Çin’in ekonomik yavaşlaması küresel emellerini engellemedi demiştik. Haziran ayında Çin, Suudi Arabistan ile İran arasında diplomatik ilişkilerin kurulmasına aracılık etti, Suriye’ye savaş sonrası yeniden inşa ve uluslararası topluma katılma süreçlerinde destek vadetti. Aynı zamanda, Ukrayna ve Gazze savaşlarında bizzat ara bulucu olmak istemese de ateşkes çağrısı yapan bir süper güç olarak konumlandı. Bu tutum, Kuşak ve Yol Girişimi, Küresel Kalkınma Girişimi gibi projelerle düşük ve orta gelirli ülkelerden gördüğü destekle birleşerek kendisini, istediği Küresel Güney’in lideri konumuna yaklaştırdı. Örneğin, BRICS’in genişlemesi bölgesel örgütün diğer kurucu üyelerinden ziyade Çin’in bölgesel çıkarlarına hizmet edecek bir yönde gelişti; Afrika ve Latin Amerika’da Çin’in müttefiki olan ülkeler bloka dahil edildi ve Çin’in Ortadoğu’daki müttefikleri örgütte beklenmedik bir ağırlık kazandı.
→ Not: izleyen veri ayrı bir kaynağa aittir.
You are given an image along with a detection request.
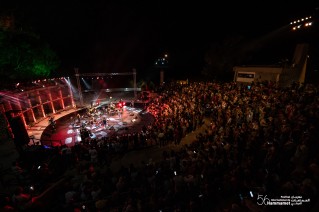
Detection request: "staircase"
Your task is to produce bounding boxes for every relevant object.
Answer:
[279,43,309,88]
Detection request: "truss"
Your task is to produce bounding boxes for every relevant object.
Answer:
[75,72,134,77]
[74,69,137,106]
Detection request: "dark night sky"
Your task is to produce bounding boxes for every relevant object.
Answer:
[2,0,318,79]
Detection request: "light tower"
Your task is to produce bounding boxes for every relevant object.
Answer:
[290,15,313,31]
[288,8,318,84]
[155,53,168,86]
[74,68,84,107]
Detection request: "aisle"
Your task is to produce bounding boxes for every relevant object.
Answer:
[109,118,211,173]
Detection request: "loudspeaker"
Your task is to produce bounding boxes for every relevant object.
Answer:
[9,115,29,146]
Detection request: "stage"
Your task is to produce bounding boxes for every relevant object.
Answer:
[28,104,154,147]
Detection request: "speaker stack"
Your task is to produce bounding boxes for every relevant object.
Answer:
[5,111,29,146]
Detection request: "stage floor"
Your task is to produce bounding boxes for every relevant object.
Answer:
[38,106,154,147]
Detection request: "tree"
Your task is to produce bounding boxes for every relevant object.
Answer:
[0,29,60,85]
[202,35,246,81]
[201,34,267,81]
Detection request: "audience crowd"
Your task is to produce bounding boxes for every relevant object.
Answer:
[1,80,319,211]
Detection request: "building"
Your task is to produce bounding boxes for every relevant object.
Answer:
[233,43,309,87]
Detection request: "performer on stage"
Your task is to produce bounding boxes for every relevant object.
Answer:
[102,117,107,128]
[118,109,122,120]
[77,113,81,123]
[49,116,56,131]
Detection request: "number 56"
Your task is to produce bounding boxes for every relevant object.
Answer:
[257,195,270,205]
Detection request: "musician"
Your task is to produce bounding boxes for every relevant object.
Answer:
[102,117,107,128]
[49,116,56,130]
[90,118,94,126]
[110,102,115,110]
[118,109,122,120]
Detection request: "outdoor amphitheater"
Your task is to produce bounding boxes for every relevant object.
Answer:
[1,79,319,212]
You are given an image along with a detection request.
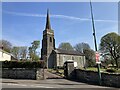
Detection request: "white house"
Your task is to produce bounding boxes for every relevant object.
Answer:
[0,49,13,61]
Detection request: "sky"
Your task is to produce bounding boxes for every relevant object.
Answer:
[2,2,118,52]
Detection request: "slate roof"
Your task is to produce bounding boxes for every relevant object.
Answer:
[54,48,84,56]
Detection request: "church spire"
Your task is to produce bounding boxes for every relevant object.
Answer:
[45,9,51,30]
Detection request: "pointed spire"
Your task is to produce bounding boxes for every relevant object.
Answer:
[45,9,51,30]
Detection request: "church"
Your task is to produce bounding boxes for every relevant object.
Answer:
[41,10,86,68]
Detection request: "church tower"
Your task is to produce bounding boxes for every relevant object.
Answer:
[41,9,55,68]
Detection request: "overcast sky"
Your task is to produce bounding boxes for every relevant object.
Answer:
[2,2,118,51]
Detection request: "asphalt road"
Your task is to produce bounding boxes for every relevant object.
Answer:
[1,78,119,90]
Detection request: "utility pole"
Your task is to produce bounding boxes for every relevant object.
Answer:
[90,0,102,85]
[1,45,3,57]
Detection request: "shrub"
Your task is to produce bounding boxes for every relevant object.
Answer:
[1,60,44,68]
[106,68,116,73]
[57,66,64,69]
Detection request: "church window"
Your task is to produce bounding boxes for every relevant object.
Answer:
[79,57,81,60]
[72,57,74,60]
[63,56,66,63]
[50,37,52,42]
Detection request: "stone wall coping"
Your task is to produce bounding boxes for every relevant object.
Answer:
[2,68,42,70]
[76,69,120,75]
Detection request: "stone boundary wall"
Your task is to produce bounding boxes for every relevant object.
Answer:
[74,69,120,88]
[2,68,44,80]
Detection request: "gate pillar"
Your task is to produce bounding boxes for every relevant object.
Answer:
[64,60,75,79]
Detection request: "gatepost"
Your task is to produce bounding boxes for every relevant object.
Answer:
[64,60,75,79]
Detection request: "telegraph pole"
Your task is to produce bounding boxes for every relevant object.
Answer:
[90,0,102,85]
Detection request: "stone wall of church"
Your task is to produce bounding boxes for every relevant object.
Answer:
[56,54,85,68]
[48,53,55,68]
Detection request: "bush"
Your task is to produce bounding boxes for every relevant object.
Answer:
[57,66,64,69]
[106,68,116,73]
[1,60,44,68]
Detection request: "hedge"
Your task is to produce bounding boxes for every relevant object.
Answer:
[106,68,116,73]
[1,60,44,68]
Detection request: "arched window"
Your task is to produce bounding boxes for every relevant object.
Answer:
[63,56,66,63]
[50,37,52,42]
[79,57,81,60]
[72,57,74,60]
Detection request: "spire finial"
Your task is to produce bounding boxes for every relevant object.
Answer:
[45,9,51,30]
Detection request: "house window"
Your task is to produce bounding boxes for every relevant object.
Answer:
[50,37,52,42]
[2,52,3,57]
[1,52,3,57]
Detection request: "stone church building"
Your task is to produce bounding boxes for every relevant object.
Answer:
[41,10,85,68]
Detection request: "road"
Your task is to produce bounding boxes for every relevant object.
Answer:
[1,78,119,90]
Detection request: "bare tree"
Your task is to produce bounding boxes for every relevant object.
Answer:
[74,42,90,53]
[0,39,12,53]
[58,42,74,51]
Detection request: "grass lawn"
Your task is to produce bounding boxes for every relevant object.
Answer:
[85,67,120,74]
[115,69,120,73]
[47,67,120,75]
[85,67,106,72]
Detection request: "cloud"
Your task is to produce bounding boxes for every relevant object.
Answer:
[2,10,118,49]
[3,10,117,23]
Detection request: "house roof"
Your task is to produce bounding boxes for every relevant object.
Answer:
[54,48,84,56]
[0,49,16,59]
[0,49,11,55]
Pandemi sırasında yoğunlaşan ABD-Çin rekabeti 2023’te de devam etti. Şubat ayında Çin gözetim balonunun ABD hava sahasına girmesi ilişkileri daha da gerginleştirdi. Kötüleşen ABD-Çin ilişkileri nedeniyle, toplumsal ilişkiler de geriledi. Örneğin, Çin’de okuyan Amerikalı öğrenciler ve ABD’de okuyan Çinli öğrencilerin sayısı son yılların en düşük seviyesine geriledi ve iki ülke arasında yapılmasına izin verilen haftalık uçuş sayısı, salgın öncesi rakamın yüzde 20’sinin üzerine çıkamadı. Ekim ayında Biden yönetimi, gelişmiş bilgisayar çiplerine yönelik yeni kısıtlamalarla çip savaşını tırmandırdı.
Öte yandan, Ortadoğu’da yaşanan gelişmelerle tüm gücünü Çin’le zıtlaşmaya odaklayamayacağını anlayan Biden yönetimi, Çin ile stratejik iletişimi sürdürmeye karar verdi. ABD Dışişleri Bakanı Blinken’ın haziran ayında Çin’e yaptığı ziyaretten sonra, kasım ayında San Francisco’da Biden-Xi toplantısıyla sonuçlanan üst düzey ilişkiler yeniden başlatıldı. Bu görüşmeler sonucunda, narkotikle ortak mücadele gibi ABD’nin önemsediği ve Sincan nedenli yaptırımlar gibi Çin’in önemsediği konularda ödünler verildi.